Personal information
- Nationality: German
- Born: July 2, 1980 (age 45) Essen, Germany

Sport
- Sport: Athletics
- Event: Marathon

Achievements and titles
- Personal best: 2:47:11 (Berlin Marathon 2019)

= Thomas Eller (marathon runner) =

German deaf marathon runner and teacher

Thomas Eller (born 2 July 1980) is a German deaf marathon runner, teacher and inclusion activist. He completed all six World Marathon Majors, culminating in Tokyo 2023, and has been described as the first deaf-born Six Star Medal finisher.

== Early life and education ==
Eller was born deaf in Essen, Germany. During his teacher-training studies in Cologne, he took up running as a way to cope with the strain of constant lip-reading. In 2018 he ran his first marathon in Petra, Jordan, finishing fourth.

== Marathon career ==
Eller set his personal best of 2:47:11 at the Berlin Marathon in 2019. In 2023 he completed the six World Marathon Majors, with his final star earned in Tokyo. He also participated in Paris’s mass-participation Marathon pour tous linked to the Olympic Games.

=== Selected results ===
- 2018: Petra Desert Marathon — fourth place.
- 2019: Berlin Marathon — personal best 2:47:11.
- 2023: Completed all six World Marathon Majors (final star in Tokyo).

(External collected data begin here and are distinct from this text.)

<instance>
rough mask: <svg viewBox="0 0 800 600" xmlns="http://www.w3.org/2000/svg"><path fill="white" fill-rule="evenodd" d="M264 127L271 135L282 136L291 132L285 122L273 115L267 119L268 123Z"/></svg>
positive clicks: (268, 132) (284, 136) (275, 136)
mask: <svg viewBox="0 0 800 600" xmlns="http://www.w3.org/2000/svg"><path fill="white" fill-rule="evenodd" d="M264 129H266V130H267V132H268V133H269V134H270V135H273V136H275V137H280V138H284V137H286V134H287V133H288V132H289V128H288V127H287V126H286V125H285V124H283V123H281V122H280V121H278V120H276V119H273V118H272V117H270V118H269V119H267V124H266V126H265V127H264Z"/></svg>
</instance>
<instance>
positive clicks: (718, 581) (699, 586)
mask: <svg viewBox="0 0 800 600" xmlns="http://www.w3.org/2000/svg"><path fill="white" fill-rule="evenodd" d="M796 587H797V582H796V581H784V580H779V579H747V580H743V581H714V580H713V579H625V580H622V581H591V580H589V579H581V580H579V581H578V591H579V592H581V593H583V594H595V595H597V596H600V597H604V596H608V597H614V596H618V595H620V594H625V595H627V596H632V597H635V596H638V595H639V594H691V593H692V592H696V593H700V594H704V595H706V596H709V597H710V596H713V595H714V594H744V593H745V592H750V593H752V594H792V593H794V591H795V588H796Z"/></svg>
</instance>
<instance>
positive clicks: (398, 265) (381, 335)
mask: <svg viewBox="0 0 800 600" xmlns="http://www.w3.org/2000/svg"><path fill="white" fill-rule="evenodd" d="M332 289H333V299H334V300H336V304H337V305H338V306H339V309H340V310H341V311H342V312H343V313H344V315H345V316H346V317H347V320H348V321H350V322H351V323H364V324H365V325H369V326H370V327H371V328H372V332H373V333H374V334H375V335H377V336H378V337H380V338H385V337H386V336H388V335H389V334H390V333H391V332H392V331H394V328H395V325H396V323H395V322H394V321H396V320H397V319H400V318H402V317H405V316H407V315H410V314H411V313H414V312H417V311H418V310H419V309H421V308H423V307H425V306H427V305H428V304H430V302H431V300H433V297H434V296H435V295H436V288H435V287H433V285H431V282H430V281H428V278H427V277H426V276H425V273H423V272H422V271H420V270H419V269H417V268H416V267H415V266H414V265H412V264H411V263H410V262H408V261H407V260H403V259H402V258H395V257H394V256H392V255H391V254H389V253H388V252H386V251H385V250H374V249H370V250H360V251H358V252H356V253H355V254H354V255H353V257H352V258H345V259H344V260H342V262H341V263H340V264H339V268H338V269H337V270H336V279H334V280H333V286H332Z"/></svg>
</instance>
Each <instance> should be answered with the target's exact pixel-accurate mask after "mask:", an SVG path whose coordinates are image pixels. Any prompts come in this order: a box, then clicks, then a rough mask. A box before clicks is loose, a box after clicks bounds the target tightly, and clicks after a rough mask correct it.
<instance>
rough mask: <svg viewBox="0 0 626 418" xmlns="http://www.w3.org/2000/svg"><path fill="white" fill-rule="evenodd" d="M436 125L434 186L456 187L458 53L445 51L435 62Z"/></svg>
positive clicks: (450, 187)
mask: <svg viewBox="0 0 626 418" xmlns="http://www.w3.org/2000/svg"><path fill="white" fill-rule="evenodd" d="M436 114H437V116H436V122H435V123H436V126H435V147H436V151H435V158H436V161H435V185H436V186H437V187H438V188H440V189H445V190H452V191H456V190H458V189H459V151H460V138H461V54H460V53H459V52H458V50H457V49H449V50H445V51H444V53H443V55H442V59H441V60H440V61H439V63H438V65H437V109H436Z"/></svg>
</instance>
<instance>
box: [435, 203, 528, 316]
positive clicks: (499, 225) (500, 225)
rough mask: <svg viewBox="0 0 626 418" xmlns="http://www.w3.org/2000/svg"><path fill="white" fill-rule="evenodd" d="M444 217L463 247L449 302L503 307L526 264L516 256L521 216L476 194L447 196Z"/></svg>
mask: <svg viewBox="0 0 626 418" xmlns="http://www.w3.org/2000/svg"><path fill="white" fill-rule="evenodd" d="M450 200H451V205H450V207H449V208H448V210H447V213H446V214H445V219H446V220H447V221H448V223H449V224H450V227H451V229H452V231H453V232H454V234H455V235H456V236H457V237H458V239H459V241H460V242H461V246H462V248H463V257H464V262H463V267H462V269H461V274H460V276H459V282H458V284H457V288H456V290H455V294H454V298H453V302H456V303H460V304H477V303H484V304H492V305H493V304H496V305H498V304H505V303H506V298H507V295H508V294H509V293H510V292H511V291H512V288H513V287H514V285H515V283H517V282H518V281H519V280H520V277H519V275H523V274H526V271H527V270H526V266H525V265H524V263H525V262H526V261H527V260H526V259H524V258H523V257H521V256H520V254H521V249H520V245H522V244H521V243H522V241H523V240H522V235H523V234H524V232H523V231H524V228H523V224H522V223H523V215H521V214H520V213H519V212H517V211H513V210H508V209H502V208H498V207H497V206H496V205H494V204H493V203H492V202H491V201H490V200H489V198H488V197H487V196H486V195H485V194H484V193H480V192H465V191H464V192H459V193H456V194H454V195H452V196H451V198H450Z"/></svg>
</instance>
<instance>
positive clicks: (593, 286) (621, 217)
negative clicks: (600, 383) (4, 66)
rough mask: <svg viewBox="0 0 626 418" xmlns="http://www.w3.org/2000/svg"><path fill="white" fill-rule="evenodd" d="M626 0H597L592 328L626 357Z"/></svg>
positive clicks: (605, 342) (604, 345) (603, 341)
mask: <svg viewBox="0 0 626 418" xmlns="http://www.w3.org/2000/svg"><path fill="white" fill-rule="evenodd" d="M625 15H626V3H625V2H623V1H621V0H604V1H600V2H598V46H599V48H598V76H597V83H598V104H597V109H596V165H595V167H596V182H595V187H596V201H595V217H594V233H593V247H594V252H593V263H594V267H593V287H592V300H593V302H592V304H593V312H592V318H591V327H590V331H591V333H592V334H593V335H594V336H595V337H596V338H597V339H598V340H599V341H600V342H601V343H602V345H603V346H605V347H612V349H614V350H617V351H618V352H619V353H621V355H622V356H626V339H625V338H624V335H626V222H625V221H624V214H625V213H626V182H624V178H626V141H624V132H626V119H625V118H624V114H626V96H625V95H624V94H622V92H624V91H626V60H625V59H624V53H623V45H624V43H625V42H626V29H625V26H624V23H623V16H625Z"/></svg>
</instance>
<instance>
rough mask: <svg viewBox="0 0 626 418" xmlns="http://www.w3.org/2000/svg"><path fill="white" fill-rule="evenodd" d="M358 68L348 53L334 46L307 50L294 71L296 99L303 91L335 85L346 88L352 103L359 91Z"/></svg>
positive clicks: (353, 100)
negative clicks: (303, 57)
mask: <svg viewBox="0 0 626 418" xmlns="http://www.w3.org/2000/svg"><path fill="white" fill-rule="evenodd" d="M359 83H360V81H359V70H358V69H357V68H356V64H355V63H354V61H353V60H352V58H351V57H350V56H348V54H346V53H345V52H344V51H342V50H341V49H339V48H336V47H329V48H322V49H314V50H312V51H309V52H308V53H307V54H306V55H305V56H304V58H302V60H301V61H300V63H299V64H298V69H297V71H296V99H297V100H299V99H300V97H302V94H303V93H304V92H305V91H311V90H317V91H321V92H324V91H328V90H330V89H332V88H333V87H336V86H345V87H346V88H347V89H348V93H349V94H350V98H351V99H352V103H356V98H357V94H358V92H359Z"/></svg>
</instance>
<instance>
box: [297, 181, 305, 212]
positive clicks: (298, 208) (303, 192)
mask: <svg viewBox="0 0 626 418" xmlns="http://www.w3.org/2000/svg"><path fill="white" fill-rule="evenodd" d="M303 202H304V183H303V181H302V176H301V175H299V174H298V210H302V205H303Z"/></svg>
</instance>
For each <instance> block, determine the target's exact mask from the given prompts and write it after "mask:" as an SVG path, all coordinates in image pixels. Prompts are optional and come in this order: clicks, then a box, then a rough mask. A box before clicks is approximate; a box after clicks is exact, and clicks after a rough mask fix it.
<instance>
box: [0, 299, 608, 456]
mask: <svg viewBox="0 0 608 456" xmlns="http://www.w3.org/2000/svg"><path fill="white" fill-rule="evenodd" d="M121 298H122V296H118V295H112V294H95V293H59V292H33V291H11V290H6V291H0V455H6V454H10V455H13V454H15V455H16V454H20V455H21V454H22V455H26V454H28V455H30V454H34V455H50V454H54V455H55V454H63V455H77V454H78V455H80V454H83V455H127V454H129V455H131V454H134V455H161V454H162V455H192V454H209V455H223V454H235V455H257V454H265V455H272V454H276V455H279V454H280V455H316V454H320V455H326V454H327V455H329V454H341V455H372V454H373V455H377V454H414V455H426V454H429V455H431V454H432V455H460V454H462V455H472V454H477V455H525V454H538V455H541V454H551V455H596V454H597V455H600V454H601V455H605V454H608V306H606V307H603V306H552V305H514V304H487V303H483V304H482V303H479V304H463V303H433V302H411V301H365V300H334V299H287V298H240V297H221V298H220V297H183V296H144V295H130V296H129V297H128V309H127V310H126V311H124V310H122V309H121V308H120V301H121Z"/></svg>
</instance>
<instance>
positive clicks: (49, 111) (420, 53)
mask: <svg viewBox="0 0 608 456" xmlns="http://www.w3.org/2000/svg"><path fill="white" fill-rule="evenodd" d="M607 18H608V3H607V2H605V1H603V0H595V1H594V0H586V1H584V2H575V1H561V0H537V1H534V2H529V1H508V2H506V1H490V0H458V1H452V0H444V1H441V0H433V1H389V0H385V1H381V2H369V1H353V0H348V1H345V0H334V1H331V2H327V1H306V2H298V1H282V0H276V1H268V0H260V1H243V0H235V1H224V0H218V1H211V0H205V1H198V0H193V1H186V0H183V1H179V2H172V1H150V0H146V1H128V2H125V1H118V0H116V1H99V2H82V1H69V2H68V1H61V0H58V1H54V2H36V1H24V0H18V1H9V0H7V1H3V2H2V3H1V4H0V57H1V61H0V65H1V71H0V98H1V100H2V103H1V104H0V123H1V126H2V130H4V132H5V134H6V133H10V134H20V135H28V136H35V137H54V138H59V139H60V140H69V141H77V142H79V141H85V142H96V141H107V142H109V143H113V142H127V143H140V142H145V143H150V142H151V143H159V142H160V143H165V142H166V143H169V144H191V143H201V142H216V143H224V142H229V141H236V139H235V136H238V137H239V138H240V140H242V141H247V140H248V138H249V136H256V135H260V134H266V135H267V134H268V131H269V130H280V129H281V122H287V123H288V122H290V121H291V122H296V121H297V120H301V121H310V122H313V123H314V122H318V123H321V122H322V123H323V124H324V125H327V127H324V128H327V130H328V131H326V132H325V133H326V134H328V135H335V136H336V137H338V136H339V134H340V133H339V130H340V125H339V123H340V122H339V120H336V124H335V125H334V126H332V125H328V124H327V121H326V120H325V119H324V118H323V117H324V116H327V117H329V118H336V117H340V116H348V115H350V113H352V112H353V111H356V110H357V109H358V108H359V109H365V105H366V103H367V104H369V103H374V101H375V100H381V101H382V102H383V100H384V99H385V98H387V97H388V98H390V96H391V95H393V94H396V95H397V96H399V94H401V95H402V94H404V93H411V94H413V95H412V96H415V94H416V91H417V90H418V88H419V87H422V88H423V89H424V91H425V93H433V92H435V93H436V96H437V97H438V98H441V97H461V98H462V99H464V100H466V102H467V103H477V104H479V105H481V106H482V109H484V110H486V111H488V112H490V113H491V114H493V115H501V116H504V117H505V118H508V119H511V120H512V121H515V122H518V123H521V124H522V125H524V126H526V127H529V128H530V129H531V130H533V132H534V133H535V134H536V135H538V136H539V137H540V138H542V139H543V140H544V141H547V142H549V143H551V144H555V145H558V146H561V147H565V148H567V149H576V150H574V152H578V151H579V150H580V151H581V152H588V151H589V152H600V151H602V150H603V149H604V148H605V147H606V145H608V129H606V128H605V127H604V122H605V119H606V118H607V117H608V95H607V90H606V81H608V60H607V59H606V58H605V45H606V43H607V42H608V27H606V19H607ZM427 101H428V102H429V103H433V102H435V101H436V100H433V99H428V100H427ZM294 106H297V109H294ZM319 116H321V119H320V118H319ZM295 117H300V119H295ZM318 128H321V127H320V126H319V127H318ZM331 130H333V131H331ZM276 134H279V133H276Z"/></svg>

== Advocacy and outreach ==
Eller works with the World Marathon Majors and individual race organizers to improve accessibility for deaf athletes, including official “Deaf Runner” back bibs, sign-language interpreting and captioned content. He has discussed barriers faced by deaf athletes and practical measures at mass events in interviews.

== Media coverage ==
In OCtober 2023, NBC Chicago wrote that Eller was “chasing marathon history” despite his hearing disability. He appeared in the Chicago Tribune’s 2023 marathon photo report and in an interactive The New York Times feature on Boston finishers. In 2024, InsideHook profiled Eller and his approach to long-distance running as a deaf athlete.

== Honours and recognition ==
- Completed the Six Star Medal at the Tokyo Marathon (2023).
- Featured by the World Marathon Majors in a long-form profile.
- Invited speaker on inclusion panels at the Chicago Marathon Expo (2023), the Berlin Marathon 50th-anniversary program (2024), and the Boston Marathon Expo (2025).

== Personal life ==
Eller teaches deaf children and teenagers at the LVR-David-Ludwig-Bloch School in Essen, Germany. His students have supported him at races, including during the Berlin Marathon program in 2024. In 2025 he was a torchbearer for the Rhine-Ruhr 2025 FISU World University Games flame relay in Essen.